CIO

Queensland Brain Institute backs fibre channel to support brain research

"We really needed to up the ante on our fibre channel infrastructure so we could cope." - Jake Carroll

In March last year, scientists at the Queensland Brain Institute (QBI) discovered a non-invasive ultrasound technology that can be used to treat Alzheimer’s disease. It is a drug-free approach that breaks apart the ‘neurotoxic amyloid plaques’ that result in memory loss and cognitive decline.

Scientists making these medical breakthroughs at the QBI – one of the largest neuroscience organisations in the world – rely heavily on tech infrastructure to access, store and manage large data sets from brain imaging and microscopy devices.

“We are constantly trying to keep ahead of the curve – upgrading infrastructure to make it faster to get to a point where we are in front rather than people complaining about the compute or storage platform being slow. We want zero friction,” Jake Carroll, senior information technology manager (research) at QBI told CIO Australia.

“But we find that with every increase in research capability that we put into the organisation, a new instrument or high throughput technology or a new modality in scientific analysis pops up and finds a way to confound every bit of bandwidth that we have provisioned.”

Scientific computing has ‘scary frontiers’ and every day Carroll said he’s amazed by the fact users can “break a 100Gb/s pipe or flatten every CPU that’s thrown at them.”

QBI has become the first Australian organisation to roll out Brocade G620 fibre channel switches to form a fully redundant storage network fabric with 32Gb/s links – replacing older models that provided only 8Gb/s data throughput. The new switches can be combined to a 128Gb/s frame-based trunk to deal with the organisation’s demanding data flows.

The new fibre channel fabric is part of an integrated storage solution alongside HDS high performance ‘all flash’ arrays and the Oracle Hierarchical Storage Manager to control data flow between storage layers.

The storage infrastructure will eliminate performance barriers and provide scientists with seamless access to the data they need to carry out research. It also provides appropriate governance and preservation layers – relating to reproducibility and immutability.

“In this particular case, I was replacing a large disk array which was the core of a high performance computing home directory structure, which is a store for a genomic data among other things,” said Carroll.

QBI has a whopping 8.5 petabytes (PB) of unstructured machine data that comes out of scientific research instruments and "hasn't been put into a database or platform where it is curated yet," says Carroll.

“This is just raw data, it doesn’t include administrative data or anything to that effect,” he said.

QBI has around 10PB of data stored on tape, a storage technology that Carroll said it not going away any time soon.

“We really needed to up the ante on our fibre channel infrastructure so we could cope, noting that the 'all flash array' market – geared to high performance and low latency – was really starting to come of age,” he said.

“This is the right move at the right time because it gives us a few years of runway now for extremely high I/O scenarios for both extremely low latency media and extremely fast tape serial I/O.”

Carroll added that there of a cohort in the industry ‘banging on with the mantra that fibre channel and tape is dead.”

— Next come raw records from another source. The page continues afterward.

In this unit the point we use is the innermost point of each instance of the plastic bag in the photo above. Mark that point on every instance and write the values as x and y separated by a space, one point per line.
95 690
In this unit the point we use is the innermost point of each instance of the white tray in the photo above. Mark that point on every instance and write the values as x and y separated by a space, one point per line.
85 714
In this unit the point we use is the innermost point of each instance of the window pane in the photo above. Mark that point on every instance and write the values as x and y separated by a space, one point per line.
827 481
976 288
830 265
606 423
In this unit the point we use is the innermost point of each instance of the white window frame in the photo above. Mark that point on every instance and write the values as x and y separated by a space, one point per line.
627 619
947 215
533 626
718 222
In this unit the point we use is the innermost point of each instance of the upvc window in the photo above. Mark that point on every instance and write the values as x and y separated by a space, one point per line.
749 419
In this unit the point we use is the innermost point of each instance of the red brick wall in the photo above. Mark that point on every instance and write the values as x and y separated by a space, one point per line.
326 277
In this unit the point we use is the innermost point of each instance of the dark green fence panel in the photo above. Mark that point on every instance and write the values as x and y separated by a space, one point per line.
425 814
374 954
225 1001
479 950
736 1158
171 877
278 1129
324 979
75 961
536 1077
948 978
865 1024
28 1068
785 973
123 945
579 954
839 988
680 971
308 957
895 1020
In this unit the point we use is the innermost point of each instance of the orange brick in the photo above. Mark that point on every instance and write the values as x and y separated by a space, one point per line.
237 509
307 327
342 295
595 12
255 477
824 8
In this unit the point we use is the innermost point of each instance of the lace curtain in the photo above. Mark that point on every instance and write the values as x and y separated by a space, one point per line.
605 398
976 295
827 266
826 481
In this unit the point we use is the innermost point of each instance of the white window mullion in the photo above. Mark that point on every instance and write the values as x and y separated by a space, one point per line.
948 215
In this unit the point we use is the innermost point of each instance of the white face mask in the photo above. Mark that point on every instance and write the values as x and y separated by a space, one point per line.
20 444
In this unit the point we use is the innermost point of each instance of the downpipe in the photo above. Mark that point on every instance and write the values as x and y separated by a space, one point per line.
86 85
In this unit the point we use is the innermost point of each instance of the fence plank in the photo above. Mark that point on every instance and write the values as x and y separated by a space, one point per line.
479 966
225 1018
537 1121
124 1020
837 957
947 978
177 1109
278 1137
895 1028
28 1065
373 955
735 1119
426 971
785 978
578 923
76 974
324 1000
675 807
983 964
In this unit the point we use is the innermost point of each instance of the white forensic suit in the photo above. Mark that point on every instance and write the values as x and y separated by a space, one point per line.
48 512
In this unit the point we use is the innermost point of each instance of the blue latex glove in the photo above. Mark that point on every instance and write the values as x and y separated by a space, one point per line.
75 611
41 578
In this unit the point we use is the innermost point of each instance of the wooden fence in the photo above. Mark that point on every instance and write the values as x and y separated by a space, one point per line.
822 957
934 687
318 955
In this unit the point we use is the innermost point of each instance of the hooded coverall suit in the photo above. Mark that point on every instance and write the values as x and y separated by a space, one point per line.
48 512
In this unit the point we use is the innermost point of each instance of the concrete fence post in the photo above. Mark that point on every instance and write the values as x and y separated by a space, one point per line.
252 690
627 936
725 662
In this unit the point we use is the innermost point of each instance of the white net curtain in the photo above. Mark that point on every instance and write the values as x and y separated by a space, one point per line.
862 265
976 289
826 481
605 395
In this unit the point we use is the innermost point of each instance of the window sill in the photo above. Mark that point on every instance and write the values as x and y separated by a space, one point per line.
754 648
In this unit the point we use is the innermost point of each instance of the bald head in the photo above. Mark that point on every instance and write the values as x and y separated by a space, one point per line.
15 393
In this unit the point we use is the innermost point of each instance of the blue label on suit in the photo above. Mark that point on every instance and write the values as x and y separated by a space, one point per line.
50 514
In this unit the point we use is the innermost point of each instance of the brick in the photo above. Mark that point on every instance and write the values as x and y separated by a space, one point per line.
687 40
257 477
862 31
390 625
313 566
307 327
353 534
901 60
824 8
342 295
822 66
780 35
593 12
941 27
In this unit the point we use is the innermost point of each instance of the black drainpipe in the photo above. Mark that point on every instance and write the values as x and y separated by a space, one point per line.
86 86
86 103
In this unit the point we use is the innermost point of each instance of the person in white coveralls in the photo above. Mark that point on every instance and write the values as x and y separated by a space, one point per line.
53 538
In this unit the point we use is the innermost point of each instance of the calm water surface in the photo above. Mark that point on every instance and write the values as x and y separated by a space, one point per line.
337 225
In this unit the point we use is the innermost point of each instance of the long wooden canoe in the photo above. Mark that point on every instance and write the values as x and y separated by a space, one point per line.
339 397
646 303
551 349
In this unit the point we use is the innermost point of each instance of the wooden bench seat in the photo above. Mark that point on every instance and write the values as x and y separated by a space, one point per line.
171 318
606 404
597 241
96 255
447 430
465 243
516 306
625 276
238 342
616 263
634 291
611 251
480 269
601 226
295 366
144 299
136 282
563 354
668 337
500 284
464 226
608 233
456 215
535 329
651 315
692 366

“I’ve got frank and carefully placed news for the individuals who believe that. In scientific computing or parts of the market where availability, latency and quality of service matter, it’s just not true.”

“We really do care about our quality of service and our frames arriving when they should arrive and with the latency that we expect. But further, we still can’t see from a TCO perspective that tape is dead. We just can’t see it in our world.

“No matter what we see and the rhetoric we are hearing from the disk vendors of the world, tape still has a big place in research computing.”